(NSI News Source Info) March 10, 2009: Financial, logistical and political costs of leaving expected to be high. Measured in blood, the price tag in Iraq is absolute: 4,238 Americans have died during America's six-year war. For Iraqis, the toll is far greater.
One of the many large U.S. military bases in Iraq, Forward Operating Base Remagen is seen in a photo relased by the U.S. military in March 2006.
Icasualties.org, which tracks body counts reported by the media, notes nearly 45,000 civilians have been killed since Iraq's Shiite-led government was formed in April 2005; another Web site puts the tally since 2003 close to 100,000.
Yet as the Pentagon prepares its exit strategy in line with President Barack Obama's announced plans to end the war by 2012, a wholly different calculus is emerging. With the end of combat rhetorically on the horizon, the cost of leaving is now measured in financial, logistical and, above all, political terms.

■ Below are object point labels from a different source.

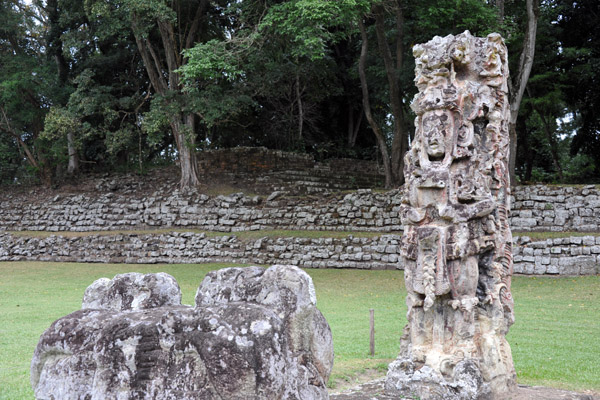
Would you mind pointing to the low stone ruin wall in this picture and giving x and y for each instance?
(561, 256)
(535, 208)
(265, 169)
(556, 208)
(350, 252)
(358, 211)
(575, 255)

Obama told Marines at Camp Lejeune, N.C., that while the United States would leave Iraq "sovereign, stable and self-reliant," the price of staying had become too great. "What we will not do is let the pursuit of the perfect stand in the way of achievable goals," the president said. "We cannot sustain indefinitely a commitment that has put a strain on our military and will cost the American people nearly a trillion dollars."